# Reaction to whistling



## Jimmyness (Dec 31, 2005)

Cassie has a realy strange bahavior when i whistle. If i start whilstling Cassie will come running over and start rubbing up against me, getting on my lap and giving me heaps of attention (which she never does these days) She acts like this and seems very restless untill i stop.

Any idea what would cause this?


----------



## nanook (Jun 12, 2005)

Mine do the same thing and I've often wondered why. I've suspected it's because their hearing is SO accute that the whistling may hurt their hears a bit. Don't know if that's true though. It's sort of a drag 'cause I actually like to whistle sometimes and I can't 'cause the cats go nuts. They won't let me sing either! Sheesh! But I do whistle when I want them to come and it works everytime! I guess that isn't very nice if I think it may hurt their ears. Hm. 8O Maybe it's just because they think it's a bird. Yea, that's it!
Oh, I'm a lot of help!


----------



## coaster (Dec 1, 2004)

My cats don't do a thing when I whistle. Sorry, I guess I don't know everything after all.  :lol: 8)


----------



## Jimmyness (Dec 31, 2005)

Well atleast my cat isnt the only one, but another confuzing thing is that when the cockatiels whistle it doesnt bother her at all and gosh does it kill my ears!


----------



## Phil (Oct 31, 2003)

My cat does the same thing. She comes when I whistle. She will come and lay beside me or just come over for a petting. 

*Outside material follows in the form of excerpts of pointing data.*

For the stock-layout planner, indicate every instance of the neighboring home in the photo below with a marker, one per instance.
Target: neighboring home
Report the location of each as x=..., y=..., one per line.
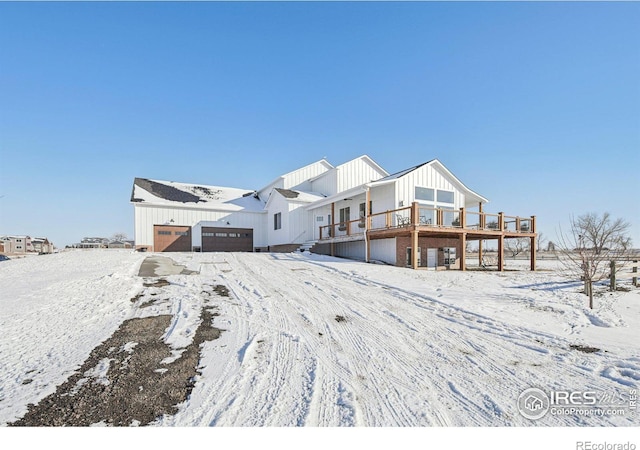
x=25, y=244
x=42, y=245
x=17, y=244
x=95, y=242
x=355, y=210
x=120, y=244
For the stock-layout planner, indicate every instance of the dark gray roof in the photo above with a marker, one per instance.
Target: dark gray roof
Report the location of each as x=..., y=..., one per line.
x=166, y=192
x=288, y=193
x=402, y=173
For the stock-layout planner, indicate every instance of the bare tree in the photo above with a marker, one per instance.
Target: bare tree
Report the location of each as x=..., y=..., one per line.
x=540, y=241
x=589, y=246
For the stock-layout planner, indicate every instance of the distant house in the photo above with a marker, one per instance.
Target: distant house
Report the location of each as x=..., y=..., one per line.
x=93, y=242
x=42, y=245
x=120, y=244
x=25, y=244
x=422, y=216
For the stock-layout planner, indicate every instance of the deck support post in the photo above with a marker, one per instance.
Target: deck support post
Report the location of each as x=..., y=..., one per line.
x=463, y=252
x=367, y=226
x=333, y=228
x=414, y=247
x=480, y=217
x=415, y=214
x=532, y=244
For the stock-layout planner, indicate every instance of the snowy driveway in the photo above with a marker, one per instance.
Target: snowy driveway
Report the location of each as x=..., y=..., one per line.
x=317, y=341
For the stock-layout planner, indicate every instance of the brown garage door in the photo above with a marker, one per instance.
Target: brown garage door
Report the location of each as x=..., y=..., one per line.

I whistle very softly, so I am 100% convinced that it does not hurt her ears...she just seems to like it.


----------



## spamlet (Mar 14, 2005)

Not exactly the same but I trained mine when they were tiny so that when I whistled it meant they got treats! Now when they are playing out and I go to our back door and whistle they come running home! So obviously whistling has a great affect on my cats! 8)


----------